During its first week of observations from low orbit, NASA's newest Mars spacecraft is already revealing new clues about recent and ancient environments on the Red Planet.
Scientists hope the Mars Reconnaissance Orbiter will answer questions about the history and distribution of Mars' water by combining data from the orbiter's high-resolution camera, imaging spectrometer, context camera, ground-penetrating radar, atmospheric sounder, global color camera, radio and accelerometers, according to a NASA press release.
Between September 29 and October 6, science instruments on the spacecraft viewed dozens of sites that reflect different episodes in Mars' history. The sites provide a good test for the spacecraft instruments, it said.

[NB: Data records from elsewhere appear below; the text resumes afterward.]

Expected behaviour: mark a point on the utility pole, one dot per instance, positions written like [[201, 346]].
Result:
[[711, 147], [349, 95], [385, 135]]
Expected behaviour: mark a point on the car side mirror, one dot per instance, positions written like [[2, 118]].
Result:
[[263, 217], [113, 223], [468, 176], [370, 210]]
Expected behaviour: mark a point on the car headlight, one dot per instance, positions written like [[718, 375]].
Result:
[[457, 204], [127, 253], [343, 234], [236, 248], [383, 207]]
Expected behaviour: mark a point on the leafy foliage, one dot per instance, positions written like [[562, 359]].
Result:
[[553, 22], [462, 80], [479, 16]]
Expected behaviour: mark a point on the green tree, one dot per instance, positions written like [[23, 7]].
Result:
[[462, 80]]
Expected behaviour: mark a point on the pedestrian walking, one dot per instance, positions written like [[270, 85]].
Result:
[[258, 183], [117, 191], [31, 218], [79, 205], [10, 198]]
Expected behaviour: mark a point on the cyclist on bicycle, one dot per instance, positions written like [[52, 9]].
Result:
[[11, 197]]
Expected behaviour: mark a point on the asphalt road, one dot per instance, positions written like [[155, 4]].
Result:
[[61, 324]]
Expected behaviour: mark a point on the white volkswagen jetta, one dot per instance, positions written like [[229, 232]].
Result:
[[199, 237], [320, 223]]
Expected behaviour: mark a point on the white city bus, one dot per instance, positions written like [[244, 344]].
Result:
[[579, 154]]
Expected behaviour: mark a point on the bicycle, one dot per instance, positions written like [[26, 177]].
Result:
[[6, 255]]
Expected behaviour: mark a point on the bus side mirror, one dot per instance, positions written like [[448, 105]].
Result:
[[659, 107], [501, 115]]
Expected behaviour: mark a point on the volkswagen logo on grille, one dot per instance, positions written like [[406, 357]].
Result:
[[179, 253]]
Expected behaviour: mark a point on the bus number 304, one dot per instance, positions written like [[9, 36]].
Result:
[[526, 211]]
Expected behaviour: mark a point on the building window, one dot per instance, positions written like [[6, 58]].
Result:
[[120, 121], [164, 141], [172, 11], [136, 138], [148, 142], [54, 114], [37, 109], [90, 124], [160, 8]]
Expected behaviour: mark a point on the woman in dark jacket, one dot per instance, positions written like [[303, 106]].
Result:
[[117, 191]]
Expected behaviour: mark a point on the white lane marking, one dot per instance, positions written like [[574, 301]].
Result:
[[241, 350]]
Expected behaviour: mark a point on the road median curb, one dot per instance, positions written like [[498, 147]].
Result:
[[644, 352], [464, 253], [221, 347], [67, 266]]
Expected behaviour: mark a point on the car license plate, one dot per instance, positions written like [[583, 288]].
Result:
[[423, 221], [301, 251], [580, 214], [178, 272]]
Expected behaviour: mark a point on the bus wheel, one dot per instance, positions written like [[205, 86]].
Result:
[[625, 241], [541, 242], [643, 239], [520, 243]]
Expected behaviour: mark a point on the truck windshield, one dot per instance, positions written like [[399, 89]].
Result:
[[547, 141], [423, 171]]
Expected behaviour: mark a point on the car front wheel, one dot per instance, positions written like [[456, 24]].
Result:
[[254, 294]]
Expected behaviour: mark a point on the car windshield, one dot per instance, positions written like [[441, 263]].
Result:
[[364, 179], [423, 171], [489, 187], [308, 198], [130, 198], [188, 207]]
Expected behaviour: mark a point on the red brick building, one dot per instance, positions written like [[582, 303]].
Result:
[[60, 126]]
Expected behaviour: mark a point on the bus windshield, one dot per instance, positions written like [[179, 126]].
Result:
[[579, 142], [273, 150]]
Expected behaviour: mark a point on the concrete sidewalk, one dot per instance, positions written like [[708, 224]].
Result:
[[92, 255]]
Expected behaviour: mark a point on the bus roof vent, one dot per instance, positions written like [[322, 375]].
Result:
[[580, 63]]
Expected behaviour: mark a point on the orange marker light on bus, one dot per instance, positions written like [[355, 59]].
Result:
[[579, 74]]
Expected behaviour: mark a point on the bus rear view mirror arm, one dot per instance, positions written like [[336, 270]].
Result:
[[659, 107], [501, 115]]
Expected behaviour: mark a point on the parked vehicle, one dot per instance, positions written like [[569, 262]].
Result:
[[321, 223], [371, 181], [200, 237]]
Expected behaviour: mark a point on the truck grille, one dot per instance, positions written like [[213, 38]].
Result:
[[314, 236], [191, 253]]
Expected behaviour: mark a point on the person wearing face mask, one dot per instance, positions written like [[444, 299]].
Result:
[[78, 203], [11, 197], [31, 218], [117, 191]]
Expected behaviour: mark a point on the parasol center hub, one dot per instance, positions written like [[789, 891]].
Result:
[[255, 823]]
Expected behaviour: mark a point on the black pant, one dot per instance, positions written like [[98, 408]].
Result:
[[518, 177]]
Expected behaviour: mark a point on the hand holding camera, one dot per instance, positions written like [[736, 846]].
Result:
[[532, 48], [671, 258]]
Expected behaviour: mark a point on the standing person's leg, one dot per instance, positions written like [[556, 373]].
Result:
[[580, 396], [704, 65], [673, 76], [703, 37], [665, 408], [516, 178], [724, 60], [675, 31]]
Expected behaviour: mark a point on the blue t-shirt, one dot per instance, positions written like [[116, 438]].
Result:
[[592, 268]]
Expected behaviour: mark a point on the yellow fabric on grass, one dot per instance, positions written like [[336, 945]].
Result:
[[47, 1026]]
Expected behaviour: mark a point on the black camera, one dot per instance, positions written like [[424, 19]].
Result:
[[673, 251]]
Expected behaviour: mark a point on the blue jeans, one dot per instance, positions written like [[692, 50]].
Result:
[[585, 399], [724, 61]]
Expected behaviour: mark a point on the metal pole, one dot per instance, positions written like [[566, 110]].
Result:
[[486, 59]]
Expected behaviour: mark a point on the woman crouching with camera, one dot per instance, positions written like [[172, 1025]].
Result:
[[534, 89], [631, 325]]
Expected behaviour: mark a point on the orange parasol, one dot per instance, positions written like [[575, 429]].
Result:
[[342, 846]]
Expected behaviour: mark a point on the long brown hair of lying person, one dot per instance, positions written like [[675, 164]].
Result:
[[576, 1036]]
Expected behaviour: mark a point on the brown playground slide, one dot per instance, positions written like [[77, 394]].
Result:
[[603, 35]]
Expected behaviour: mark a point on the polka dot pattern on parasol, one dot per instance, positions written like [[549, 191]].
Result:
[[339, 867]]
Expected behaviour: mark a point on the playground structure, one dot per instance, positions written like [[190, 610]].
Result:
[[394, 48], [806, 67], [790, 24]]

The orbiter begins its primary science mission in early November, when Mars emerges from behind the sun.
The instruments are seeing details in the shapes and icy composition of geologically young layering in the planet's surface near the Martian north pole. Other views offer details of a mid-latitude valley, whose upper layers were eroded away, revealing an underlying clay layer that formed a few billion years ago, when wet conditions produced the clay.
Observations of a southern-hemisphere crater show fine-scale details of more recent gullies, showing evidence that they were carved by flowing water.
"The teams are getting amazing science data," said Steve Saunders, Mars Reconnaissance Orbiter program scientist at NASA headquarters in Washington.
"They are ready to fulfill the mission's science objectives and to support other Mars missions."
One image already is helping the Mars Exploration Rover team choose a route, to explore Victoria crater, now being visited by the Mars rover Opportunity.
Other images will help guide the selection of a state site for the Phoenix Mars Lander, scheduled to launch in August 2007 and designed to measure gases and liquids (especially water) and complex organic molecules in the arctic plains of Mars.
Phoenix was so named because, like the mythical bird, it is rising from the remains of a predecessor, a 2001 Mars Lander that never was flown.
Many parts are being reused and some newer pieces are being substituted for older parts, to meet current engineering standards and to prepare this lander for its 2007 mission goals.